A letter writer to the Inquirer recently spoke against solar power for clean and unlimited electricity for autos. He said that would only move the pollution from where people live to where the carbon-burning plants generate power. Fairly sure his concern was not for the tiny area around the smoke stacks, I wondered what the real objection was. I can only guess it was an attempt to protect the carbon industries of coal, gas and oil, something understandable if he were a stockholder with a vested interest. We are hearing objections like his as more and more people begin to think like Pope Francis. They see a collective responsibility to clean up our air, water and land as the earth’s climate relentlessly rises in temperature. Melting polar ice shelves and rising sea level make today’s young families foresee their grandchildren moving inland, away from the coasts where something like a third of the world’s population lives in proximity. And all this verified by nearly all the world’s scientific community.
I have speculated before about the reasoning of opponents of renewable power sources like solar, wind, tidal and geothermal. But today I would rather encourage care for Mother Earth, which should not need convoluted argument since we all like living here.

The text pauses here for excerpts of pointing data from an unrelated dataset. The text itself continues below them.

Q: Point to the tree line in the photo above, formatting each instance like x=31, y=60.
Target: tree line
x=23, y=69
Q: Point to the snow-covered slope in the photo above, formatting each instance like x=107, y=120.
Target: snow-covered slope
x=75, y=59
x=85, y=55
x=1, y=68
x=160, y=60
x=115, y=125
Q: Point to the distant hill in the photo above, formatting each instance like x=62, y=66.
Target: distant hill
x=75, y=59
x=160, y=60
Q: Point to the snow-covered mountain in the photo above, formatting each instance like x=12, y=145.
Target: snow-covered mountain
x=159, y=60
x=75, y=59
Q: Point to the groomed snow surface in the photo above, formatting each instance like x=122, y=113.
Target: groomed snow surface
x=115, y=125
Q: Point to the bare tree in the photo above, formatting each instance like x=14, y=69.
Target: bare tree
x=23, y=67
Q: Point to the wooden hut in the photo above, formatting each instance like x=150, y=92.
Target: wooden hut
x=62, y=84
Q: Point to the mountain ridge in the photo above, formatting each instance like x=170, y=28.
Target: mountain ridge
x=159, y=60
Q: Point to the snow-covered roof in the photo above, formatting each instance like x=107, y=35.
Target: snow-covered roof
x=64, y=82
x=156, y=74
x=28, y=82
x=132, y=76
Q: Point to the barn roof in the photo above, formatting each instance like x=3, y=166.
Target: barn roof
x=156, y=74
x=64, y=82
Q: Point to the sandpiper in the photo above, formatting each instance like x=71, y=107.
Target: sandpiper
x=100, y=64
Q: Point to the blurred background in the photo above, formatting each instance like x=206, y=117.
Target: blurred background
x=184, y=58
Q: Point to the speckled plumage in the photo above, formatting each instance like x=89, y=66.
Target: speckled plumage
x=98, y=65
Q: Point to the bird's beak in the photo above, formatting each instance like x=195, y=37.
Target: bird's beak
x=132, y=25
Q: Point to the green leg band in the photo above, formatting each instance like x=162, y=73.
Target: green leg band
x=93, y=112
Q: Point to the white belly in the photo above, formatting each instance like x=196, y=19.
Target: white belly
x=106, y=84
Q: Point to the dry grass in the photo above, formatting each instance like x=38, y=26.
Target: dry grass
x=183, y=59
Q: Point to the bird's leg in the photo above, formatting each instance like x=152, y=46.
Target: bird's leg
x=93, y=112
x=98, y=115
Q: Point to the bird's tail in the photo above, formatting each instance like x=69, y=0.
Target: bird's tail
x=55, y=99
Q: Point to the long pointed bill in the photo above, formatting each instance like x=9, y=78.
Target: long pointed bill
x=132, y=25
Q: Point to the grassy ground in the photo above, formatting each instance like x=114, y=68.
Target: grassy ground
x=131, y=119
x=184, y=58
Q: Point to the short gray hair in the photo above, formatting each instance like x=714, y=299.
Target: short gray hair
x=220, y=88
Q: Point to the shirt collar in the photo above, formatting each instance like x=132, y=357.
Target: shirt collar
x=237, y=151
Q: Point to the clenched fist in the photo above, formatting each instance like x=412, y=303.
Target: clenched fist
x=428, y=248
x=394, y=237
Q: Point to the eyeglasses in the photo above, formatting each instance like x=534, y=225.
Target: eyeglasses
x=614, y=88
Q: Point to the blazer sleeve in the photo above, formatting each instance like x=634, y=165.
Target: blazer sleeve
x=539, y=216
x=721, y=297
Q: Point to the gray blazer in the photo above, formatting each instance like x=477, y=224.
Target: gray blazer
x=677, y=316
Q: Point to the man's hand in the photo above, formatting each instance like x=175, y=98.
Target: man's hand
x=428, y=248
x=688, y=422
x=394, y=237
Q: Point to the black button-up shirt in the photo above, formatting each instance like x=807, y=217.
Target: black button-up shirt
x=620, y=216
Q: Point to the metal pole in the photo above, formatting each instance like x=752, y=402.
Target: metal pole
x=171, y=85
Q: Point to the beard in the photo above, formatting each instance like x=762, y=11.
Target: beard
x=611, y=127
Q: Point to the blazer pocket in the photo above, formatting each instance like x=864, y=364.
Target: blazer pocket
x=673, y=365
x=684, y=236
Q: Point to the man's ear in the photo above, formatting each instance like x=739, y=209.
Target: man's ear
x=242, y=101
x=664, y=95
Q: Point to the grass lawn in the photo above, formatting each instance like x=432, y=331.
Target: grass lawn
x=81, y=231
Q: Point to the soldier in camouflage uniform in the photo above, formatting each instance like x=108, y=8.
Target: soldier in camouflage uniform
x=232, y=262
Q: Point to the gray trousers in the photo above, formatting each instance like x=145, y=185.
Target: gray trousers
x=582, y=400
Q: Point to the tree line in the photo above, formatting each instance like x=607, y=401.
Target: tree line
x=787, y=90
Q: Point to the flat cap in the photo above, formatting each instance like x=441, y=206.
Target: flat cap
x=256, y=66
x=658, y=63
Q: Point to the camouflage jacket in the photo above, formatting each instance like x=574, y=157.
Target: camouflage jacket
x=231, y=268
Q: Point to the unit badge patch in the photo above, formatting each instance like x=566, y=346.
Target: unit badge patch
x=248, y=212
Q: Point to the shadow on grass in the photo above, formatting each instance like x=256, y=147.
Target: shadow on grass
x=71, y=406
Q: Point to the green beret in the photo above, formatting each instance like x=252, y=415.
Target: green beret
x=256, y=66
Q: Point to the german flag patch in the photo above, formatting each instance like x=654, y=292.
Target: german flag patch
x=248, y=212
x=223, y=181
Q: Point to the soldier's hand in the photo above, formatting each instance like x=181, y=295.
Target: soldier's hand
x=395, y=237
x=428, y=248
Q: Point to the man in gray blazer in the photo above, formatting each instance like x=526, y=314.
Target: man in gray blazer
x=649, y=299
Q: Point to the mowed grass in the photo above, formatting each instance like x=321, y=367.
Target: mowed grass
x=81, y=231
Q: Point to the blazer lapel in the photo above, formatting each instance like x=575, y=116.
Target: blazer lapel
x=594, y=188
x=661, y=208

Pope Francis and recent popes before him are on record as endorsing the recognition of climate change as caused by human enterprise. They have no vested interest in selling anything even if carbon devotees do. So let me tell you about the Pope Paul VI Audience Hall in Vatican City. It’s just a few years old and ultra-modern in architecture, able to accommodate about 11,000 people. It’s ironic that it does not get much use since audiences these last few decades have had popular popes drawing weekly pilgrims many times that number for the Wednesday morning audiences. It was St. John Paul II who gave the order to cover the massive roof with solar panels for use in the 108.7 acre state surrounded entirely by the city of Rome. The net result is that Vatican City became the nation that has given over to solar power a higher percentage of land than has any other state. When is the last time you saw the Vatican lead the charge in something so secular and non-religious?

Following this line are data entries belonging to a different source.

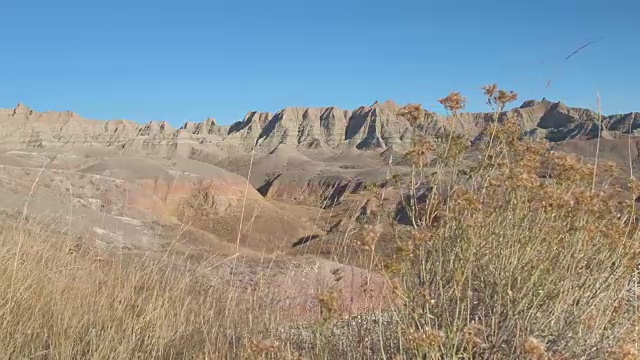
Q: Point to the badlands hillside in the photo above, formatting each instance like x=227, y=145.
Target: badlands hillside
x=128, y=184
x=275, y=201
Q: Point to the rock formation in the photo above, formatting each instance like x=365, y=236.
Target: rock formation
x=367, y=128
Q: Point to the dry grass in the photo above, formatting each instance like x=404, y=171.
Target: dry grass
x=529, y=254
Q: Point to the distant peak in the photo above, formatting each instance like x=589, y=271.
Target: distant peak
x=21, y=109
x=389, y=104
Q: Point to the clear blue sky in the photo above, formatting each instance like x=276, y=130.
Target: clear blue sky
x=187, y=60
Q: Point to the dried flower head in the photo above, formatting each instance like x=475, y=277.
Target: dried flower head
x=490, y=90
x=454, y=102
x=498, y=97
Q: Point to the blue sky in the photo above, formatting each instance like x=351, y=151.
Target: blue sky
x=187, y=60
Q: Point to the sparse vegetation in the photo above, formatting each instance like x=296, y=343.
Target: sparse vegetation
x=526, y=253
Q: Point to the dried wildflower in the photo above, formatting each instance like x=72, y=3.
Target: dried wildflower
x=490, y=90
x=454, y=102
x=535, y=349
x=497, y=98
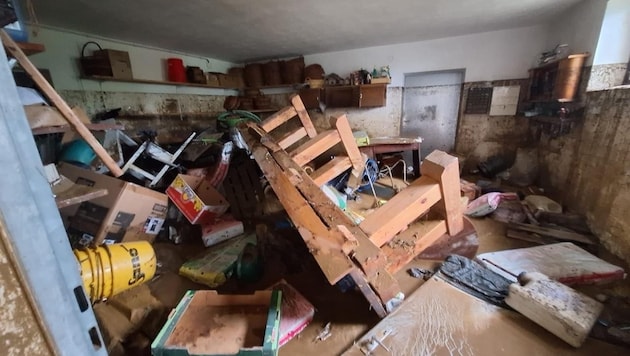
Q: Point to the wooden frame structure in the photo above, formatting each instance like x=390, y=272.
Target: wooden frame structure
x=388, y=238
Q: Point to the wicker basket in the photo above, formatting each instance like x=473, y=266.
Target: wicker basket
x=253, y=75
x=271, y=73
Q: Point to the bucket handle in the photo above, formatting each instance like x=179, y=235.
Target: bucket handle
x=86, y=44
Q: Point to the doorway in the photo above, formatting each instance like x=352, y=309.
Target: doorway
x=430, y=108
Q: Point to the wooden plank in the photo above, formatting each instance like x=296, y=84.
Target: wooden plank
x=315, y=147
x=330, y=170
x=61, y=105
x=375, y=302
x=366, y=254
x=291, y=138
x=352, y=150
x=303, y=115
x=411, y=242
x=444, y=168
x=67, y=193
x=401, y=210
x=279, y=118
x=328, y=254
x=65, y=128
x=553, y=233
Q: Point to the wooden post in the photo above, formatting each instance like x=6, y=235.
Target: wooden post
x=61, y=105
x=444, y=169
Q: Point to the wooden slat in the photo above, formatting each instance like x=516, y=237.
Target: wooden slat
x=330, y=170
x=278, y=118
x=366, y=254
x=315, y=147
x=303, y=115
x=61, y=105
x=349, y=142
x=411, y=242
x=444, y=168
x=291, y=138
x=401, y=210
x=352, y=150
x=553, y=233
x=328, y=254
x=68, y=193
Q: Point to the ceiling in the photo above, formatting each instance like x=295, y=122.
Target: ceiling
x=242, y=30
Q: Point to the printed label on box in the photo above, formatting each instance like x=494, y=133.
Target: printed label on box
x=153, y=225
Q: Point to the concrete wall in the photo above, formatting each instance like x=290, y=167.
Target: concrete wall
x=613, y=49
x=485, y=56
x=579, y=28
x=599, y=181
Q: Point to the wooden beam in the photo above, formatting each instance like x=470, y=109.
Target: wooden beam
x=364, y=286
x=292, y=137
x=61, y=105
x=330, y=170
x=327, y=252
x=315, y=147
x=444, y=169
x=401, y=210
x=366, y=254
x=553, y=233
x=278, y=118
x=303, y=115
x=411, y=242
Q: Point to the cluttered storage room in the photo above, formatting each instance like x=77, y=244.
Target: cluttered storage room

Papal example shows how restricted our notion of what is religious versus secular has become. We were used to popes and bishops instructing us about unarguably religious topics like the Eucharist really being the Body and Blood of Christ, not just a mere reminder or symbol or representative of them. But only lately have we come to realize that our categories have been a bit narrow. We have gradually learned that any secular subject having a moral facet to it is fair game. Solar power is one such. If the very life of the planet depends on our caring for it, and if human life is still acknowledged as in the purview of popes the way the subjects of abortion or capital punishment or handgun possession are, who can call today’s papal teaching out of bounds?
Moral leadership is a central component of papal and episcopal and sacerdotal office. Pope, bishop or priest can no more neglect moral subjects like climate change than they can the Eucharist. It is true that religious leaders have begun to comment upon the moral parts of secular controversies only in recent decades, perhaps pushed by the Vietnam war, among other pressing secular matters. They have been criticized for it, even by Catholic notables. They have been told to stay with sacristy issues and leave the secular to secular officials like those in government, industry or commerce. From our side of the line, we would like these bodies to confine themselves to their secular competence without invading ours with immoral secular practices needing moral criticism.
I have written here before about my 1984 trip to Israel and my surprise at seeing so many solar panels on every other roof. Then I realized that Israelis had little chance of buying petroleum from hostile Arab neighbors. So if they can go solar, we can.